I ignored the unwanted negativism others offered about our new home and determined to find the best. I welcomed new relationships with military personnel from all over the map instead, wonderful families on adventures of their own.

I went deep sea fishing, crabbing, and camping. I joined my husband in Israel and rode my first camel. I saw an olive tree that reminded me of Bible stories. I saw the Sea of Galilee, cringed at Golgotha, and scooped water from the River Jordan that, years later, flowed over my four children in baptism.

I trembled when an Israeli soldier cocked his machine gun. I trembled even more at an empty tomb. I saw beautiful people with empty eyes at the Wailing Wall. I wept.

My next plane ticket read “Puerto Rico,” where I explored the El Yunque rainforest, with its captivating kapok trees and heard coqui frog serenades.

Prayers, my sanguinity, and my eighteen-month-old firstborn enabled me to make it through my husband’s first wartime deployment. Operation Desert Storm separated my family for six months, but simultaneously bound us in a way that few circumstances can.

Post-war decisions signed us up for “just one more tour,” where I looked past the smog, crime, and traffic of nearby D.C. to explore every national monument, admire cherry blossoms, and salute the known and unknown fallen soldiers.

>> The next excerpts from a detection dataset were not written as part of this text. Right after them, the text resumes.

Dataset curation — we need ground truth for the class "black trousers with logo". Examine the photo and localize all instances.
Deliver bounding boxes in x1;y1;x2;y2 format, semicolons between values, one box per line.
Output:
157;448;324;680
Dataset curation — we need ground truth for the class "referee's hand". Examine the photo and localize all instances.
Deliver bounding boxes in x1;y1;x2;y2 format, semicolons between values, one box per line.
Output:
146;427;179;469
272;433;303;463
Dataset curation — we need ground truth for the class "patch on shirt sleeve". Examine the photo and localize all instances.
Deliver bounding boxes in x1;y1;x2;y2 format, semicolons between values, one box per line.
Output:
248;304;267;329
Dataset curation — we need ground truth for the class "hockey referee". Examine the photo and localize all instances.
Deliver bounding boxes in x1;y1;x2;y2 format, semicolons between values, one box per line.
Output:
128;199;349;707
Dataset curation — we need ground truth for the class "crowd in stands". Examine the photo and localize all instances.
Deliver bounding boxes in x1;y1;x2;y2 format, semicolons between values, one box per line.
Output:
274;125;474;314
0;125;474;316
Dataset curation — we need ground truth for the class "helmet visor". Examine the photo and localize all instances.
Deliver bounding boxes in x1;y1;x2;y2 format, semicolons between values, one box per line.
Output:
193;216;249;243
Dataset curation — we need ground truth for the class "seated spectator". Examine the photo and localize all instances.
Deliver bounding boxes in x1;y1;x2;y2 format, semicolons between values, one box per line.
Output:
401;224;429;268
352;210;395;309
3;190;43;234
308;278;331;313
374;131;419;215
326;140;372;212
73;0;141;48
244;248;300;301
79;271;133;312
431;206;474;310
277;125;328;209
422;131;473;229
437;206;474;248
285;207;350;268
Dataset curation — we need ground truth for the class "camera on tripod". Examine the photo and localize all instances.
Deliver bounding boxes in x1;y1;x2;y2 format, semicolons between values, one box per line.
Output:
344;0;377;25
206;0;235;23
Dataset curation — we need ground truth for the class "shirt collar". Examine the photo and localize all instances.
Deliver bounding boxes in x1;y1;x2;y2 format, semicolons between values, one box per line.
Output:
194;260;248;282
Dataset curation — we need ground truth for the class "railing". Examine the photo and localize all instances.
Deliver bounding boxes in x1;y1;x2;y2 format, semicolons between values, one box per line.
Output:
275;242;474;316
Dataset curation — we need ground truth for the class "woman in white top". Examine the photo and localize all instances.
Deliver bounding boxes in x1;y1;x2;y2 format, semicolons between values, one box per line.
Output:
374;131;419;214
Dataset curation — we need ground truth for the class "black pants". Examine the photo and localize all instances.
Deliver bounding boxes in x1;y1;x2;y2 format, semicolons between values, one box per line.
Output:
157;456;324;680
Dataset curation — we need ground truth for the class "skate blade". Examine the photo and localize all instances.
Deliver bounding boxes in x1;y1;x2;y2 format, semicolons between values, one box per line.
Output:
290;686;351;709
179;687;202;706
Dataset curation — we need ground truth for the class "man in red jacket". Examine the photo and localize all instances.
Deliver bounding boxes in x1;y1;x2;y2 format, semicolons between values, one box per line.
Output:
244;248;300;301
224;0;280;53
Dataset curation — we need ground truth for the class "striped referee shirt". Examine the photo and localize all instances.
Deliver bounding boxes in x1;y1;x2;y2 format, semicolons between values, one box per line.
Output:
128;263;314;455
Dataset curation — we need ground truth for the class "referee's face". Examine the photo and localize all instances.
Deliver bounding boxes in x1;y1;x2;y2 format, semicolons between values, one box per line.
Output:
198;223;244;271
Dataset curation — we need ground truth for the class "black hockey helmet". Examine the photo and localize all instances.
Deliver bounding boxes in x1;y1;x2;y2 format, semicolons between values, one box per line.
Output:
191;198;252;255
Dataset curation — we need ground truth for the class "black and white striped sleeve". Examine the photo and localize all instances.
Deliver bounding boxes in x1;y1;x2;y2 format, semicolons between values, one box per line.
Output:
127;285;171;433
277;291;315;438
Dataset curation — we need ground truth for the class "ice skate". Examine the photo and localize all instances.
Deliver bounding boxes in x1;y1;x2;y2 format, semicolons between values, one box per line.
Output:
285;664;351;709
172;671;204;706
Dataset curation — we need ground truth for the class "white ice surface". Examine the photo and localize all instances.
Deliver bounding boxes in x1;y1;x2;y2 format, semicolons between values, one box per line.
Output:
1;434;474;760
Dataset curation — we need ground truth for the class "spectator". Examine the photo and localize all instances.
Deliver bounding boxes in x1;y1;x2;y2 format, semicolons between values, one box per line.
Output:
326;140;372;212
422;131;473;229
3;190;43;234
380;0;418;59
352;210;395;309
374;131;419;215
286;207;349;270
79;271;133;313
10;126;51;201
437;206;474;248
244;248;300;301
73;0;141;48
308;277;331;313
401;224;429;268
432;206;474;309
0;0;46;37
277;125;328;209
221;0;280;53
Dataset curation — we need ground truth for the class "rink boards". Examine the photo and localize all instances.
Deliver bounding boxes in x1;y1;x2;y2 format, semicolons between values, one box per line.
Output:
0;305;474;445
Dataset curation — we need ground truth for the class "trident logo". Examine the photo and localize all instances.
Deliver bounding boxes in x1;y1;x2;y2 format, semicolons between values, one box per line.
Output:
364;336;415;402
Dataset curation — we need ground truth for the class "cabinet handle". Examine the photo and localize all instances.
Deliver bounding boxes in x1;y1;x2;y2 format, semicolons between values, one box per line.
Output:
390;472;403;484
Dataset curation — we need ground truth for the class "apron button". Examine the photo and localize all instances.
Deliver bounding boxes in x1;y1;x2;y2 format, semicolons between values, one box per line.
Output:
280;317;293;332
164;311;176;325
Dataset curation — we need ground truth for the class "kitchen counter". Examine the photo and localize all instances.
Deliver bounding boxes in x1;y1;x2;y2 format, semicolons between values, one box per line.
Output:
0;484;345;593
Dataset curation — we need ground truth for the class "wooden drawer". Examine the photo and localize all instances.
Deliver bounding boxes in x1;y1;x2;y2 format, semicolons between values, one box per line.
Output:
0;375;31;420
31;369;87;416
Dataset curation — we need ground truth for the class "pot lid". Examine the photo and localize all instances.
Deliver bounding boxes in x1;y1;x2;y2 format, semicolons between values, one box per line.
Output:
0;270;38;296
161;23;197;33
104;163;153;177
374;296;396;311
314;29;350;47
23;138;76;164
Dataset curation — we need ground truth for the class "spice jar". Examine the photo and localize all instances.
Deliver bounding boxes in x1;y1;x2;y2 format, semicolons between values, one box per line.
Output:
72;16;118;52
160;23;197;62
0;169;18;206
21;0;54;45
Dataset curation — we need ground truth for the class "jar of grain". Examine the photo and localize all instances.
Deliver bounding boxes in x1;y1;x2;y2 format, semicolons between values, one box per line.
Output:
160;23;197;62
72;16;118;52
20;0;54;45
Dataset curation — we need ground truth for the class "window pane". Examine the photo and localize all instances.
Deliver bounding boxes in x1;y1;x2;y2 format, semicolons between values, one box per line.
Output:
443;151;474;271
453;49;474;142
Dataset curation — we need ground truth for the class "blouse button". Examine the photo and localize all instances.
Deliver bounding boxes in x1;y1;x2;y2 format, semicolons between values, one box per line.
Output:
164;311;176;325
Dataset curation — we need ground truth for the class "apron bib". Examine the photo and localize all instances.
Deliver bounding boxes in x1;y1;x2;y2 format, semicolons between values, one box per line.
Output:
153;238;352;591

God and Uncle Sam sent our family to the West Coast, where we landed first in California, then three years later, an hour ferry’s ride from Seattle. I wished away San Diego’s gray fog and hot Santa Ana winds and enjoyed the cold Pacific Ocean, giant sequoias and redwoods. I caught a tarantula and saw tumbleweeds.

I accepted the Pacific Northwest’s constant rain and sunless days, marveling instead at the magnificent evergreens, Hoh Rain Forest, and snow-capped mountain views. I soared over Seattle in a seaplane, schlepped through banks of snow on a Christmas sleigh ride, and slewed through snow with sled dogs.

When our “three-year tour” ended twenty years later, I had more stamps in my passport and pictures in my albums than I ever dreamed possible. Life in the Navy was truly an incredible voyage for our entire family. Overlooking the negatives and capitalizing on the positives impacted our time at each duty station, bringing endless joy and a lifetime of treasured memories, especially for this small-town, country girl with big dreams of adventure.